Kız, babası eve geldiğinde şaşkın bir şekilde bakmıştı. O bir aydır bu durumda mıydı? Ve annesi neredeydi diye düşünüyordu. Kısa süre sonra adam kızını başka bir kız yapmıştı. Başta annesini hatırlatacak her şeyi yok etmiş, tüm renkler başta kırmızı olmak üzere renkli şeyleri hayatından çıkarmıştı. Sadece siyah bir hayat vermişti bunun karşılığında.

Kız ise, babasının yarım halde oluşuna mı üzülecekti, annesinin bir daha göremeyişine mi, yoksa babasının ona yaptığı disipline mi üzülecekti? O zamanlar dört yaşındaydı ve hiçbir şeye bir şey demeden denilenleri yapıyordu. Babasının yüzüne bakmadığını anlamıştı kız, annesine benzeyen bir yüzü vardı ve bu yüzden kız kendine de yasaklamıştı bunu. Bundan sona aynalara bakmaz oldu ve o günden sonra ne annesinin yüzünü nede kendi yüzünü görmüş oldu.

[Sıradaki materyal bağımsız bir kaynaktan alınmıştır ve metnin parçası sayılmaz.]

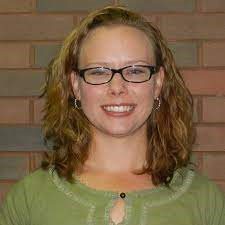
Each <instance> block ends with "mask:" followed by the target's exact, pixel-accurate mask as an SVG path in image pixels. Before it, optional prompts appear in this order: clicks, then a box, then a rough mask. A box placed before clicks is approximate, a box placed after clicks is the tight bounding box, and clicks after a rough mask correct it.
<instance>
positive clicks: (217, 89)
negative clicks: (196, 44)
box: [182, 70, 225, 95]
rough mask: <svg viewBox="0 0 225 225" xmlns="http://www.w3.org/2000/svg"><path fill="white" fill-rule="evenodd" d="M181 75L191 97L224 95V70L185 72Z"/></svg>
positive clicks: (190, 70) (190, 71)
mask: <svg viewBox="0 0 225 225" xmlns="http://www.w3.org/2000/svg"><path fill="white" fill-rule="evenodd" d="M182 74H183V77H184V80H185V82H186V84H187V86H188V88H189V89H190V91H191V93H192V94H193V95H224V94H225V88H224V87H225V70H186V71H183V73H182Z"/></svg>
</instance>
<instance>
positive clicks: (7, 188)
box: [0, 182, 14, 205]
mask: <svg viewBox="0 0 225 225" xmlns="http://www.w3.org/2000/svg"><path fill="white" fill-rule="evenodd" d="M13 184H14V182H10V183H9V182H7V183H6V182H4V183H3V182H0V205H1V203H2V202H3V200H4V197H5V195H6V194H7V192H8V191H9V190H10V188H11V187H12V186H13Z"/></svg>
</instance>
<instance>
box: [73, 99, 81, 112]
mask: <svg viewBox="0 0 225 225" xmlns="http://www.w3.org/2000/svg"><path fill="white" fill-rule="evenodd" d="M74 107H75V108H76V109H81V102H80V100H78V99H76V98H74Z"/></svg>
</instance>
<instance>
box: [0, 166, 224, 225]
mask: <svg viewBox="0 0 225 225" xmlns="http://www.w3.org/2000/svg"><path fill="white" fill-rule="evenodd" d="M118 198H120V193H118V192H112V191H103V190H96V189H93V188H91V187H89V186H87V185H85V184H83V183H81V182H80V181H78V180H77V181H76V182H75V183H69V182H67V181H66V180H65V179H64V178H63V179H62V178H60V177H59V176H58V175H57V172H56V171H55V170H54V169H53V168H51V169H49V171H44V170H42V169H38V170H36V171H35V172H33V173H32V174H30V175H28V176H26V177H25V178H24V179H22V180H21V181H19V182H18V183H17V184H16V185H14V186H13V187H12V189H11V190H10V191H9V193H8V194H7V197H6V199H5V201H4V203H3V205H2V208H1V210H0V225H109V224H110V225H111V224H113V223H112V221H111V220H110V216H109V215H110V209H111V208H112V207H113V205H114V203H115V201H116V200H117V199H118ZM124 201H125V217H124V219H123V222H122V223H120V225H151V224H153V225H225V198H224V194H223V192H221V191H220V190H219V189H218V188H217V186H216V185H215V184H214V183H212V182H211V181H209V180H208V179H207V178H205V177H204V176H201V175H199V174H198V173H196V172H194V171H193V170H190V169H188V168H183V169H179V170H178V171H176V172H175V175H174V178H173V180H172V182H171V185H170V188H167V187H165V186H163V185H161V186H157V187H156V188H153V189H149V190H148V189H145V190H138V191H131V192H128V193H126V197H125V198H124Z"/></svg>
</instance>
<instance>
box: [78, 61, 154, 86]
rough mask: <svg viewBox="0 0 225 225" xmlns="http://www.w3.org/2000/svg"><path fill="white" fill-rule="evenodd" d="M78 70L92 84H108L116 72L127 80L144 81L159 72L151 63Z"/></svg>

Birkaç yıl sonra da babasının istediği gibi annesini unutmuştu. Dışarıdan annesinden artık nefret eden, ona kızan bir kız vardı. Ama içerden kan ağlıyordu. Annesini unuttuğu için, onu bir daha göremeyeceği için ve kendine vermek zorunda olduğu ceza için. Hem ağlıyor hem de kendine ve annesine kızıyordu.

* * *

Otele vardığımızda rahat bir şekilde içeri girdik. Çünkü bu şehir ve Amerika'nın yarsı babamın emrinin altındaydı. Bu çoğu oteller içinde geçerliydi. Otelin lobisine geldiğimizde gözümüzü dört açıp etrafa bakındık. Albert'in adamları bizden önce gelmiş olabilirdi. Otelin lobi çalışanına ilerlediğimde beni görür görmez tanımış ve gülümsemişti.

" Bayan Elena otelimize hoş geldiniz. Size nasıl yardımcı olabilirim?" dediğinde John ve yeni kişi yanıma geldiler.

" Stiwe One hangi odada kalıyor?" diye sordum hemen. "Bir saniye." dedi kadın hiç düşünmeden bilgisayarına bakıp. Daha sonra kafasını kaldırıp bize bakarak konuştu.

" Bin yüz kırk altı numaralı odada kalıyor. Ona haber vermemi ister misiniz?" dediğinde başımı iki yana salladım.

" Hayır, ona sürpriz yapmayı düşünüyoruz." dedim ve asansöre doğru ilerledik.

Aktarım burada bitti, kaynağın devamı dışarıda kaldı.